August is called the month of Oil Price fluctuation
Thursday, August 28, 2008
I believe that market focus for the near future will be on the sterling and oil prices – two key elements in keeping the dollar stable. Oil prices fell the steepest fall in 4 years on last Friday to below $115, thus increasing the dollar's gains. The rise in oil prices is the U.S.-Russia conflict, as Russia is the second largest oil producer in the world. Canada is also one of the world's largest oil producers, providing the U.S. with the largest supply of oil.

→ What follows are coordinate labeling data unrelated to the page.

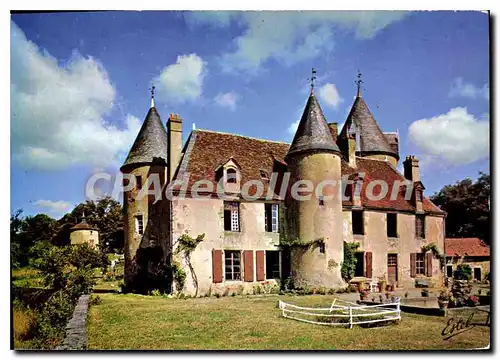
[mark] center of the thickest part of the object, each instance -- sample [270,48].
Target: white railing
[348,315]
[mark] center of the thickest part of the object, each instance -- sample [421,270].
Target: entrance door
[392,268]
[449,270]
[477,274]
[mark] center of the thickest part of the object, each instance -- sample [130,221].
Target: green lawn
[147,322]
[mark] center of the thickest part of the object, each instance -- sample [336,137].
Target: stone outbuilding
[83,233]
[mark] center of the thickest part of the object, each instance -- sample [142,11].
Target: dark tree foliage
[467,204]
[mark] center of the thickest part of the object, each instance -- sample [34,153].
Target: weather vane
[312,78]
[358,83]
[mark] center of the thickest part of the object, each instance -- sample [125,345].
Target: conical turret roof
[372,139]
[313,133]
[151,142]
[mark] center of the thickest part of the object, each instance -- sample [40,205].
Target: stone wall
[76,329]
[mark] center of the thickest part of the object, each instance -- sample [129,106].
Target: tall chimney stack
[174,131]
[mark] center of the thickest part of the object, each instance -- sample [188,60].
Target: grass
[27,277]
[147,322]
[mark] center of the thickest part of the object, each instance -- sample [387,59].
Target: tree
[467,204]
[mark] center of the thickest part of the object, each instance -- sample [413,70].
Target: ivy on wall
[186,245]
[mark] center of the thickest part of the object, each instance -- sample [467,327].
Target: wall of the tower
[312,221]
[391,159]
[150,243]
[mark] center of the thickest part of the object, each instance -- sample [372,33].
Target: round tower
[145,218]
[314,157]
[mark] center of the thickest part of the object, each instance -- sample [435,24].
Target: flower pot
[443,304]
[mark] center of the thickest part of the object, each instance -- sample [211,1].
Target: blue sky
[79,86]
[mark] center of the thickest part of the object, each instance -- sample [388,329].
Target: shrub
[463,272]
[95,300]
[155,292]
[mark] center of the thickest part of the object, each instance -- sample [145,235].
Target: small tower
[314,156]
[144,219]
[84,233]
[371,142]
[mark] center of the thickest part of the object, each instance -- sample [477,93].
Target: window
[271,217]
[420,226]
[360,264]
[233,265]
[231,216]
[358,226]
[272,265]
[420,264]
[231,176]
[138,182]
[139,225]
[392,225]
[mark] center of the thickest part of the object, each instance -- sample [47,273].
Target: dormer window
[231,176]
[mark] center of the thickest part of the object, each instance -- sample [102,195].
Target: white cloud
[290,36]
[182,81]
[330,95]
[54,206]
[459,88]
[57,110]
[228,100]
[456,137]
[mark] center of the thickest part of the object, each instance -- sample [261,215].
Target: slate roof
[206,150]
[313,132]
[151,144]
[466,247]
[83,225]
[372,139]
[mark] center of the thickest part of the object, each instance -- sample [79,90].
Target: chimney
[411,170]
[351,145]
[334,130]
[174,131]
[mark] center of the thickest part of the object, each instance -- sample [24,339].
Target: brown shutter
[248,263]
[217,266]
[259,260]
[428,258]
[413,264]
[368,264]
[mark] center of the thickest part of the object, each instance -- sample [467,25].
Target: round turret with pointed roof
[151,144]
[372,140]
[313,133]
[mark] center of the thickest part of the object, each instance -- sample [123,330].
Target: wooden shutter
[428,263]
[217,266]
[368,264]
[260,261]
[413,264]
[248,264]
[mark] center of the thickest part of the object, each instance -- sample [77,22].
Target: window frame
[420,259]
[234,275]
[362,223]
[394,233]
[233,207]
[422,233]
[139,224]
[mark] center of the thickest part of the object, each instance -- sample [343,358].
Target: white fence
[342,315]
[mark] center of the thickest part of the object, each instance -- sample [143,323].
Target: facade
[471,251]
[83,233]
[249,230]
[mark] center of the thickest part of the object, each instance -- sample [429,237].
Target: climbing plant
[186,245]
[349,263]
[432,247]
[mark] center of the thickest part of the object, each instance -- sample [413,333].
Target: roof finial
[358,83]
[152,96]
[312,78]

Very recently the rise in gold and oil prices has brought the dollar's rally to a halt. On the other hand, the rise of oil to above $116 a barrel was not as helpful to the euro and the sterling as expected, reflecting the bearish sentiment towards these currencies.
On 13th August 2008, the Oil prices were down yet again by 1.3 % to $113.17 a barrel – a total $30 drop since July's record. The steep fall from $147 to below $115, was due to its status of a major exporter of oil.
On the contrary on 11h august, this price eventually settled at $116.50 a barrel. I believe on that day that the rise of the euro had hit a wall, and its fall is not only contributed to the pressures from soaring oil prices. The euro has lost momentum, affected by dollar buying as well as the tight monetary policy, making investors believe that a European cut in interest rates will occur sooner than later.
Thus august month has seen major changes in the prices of oil and its impact on world currencies.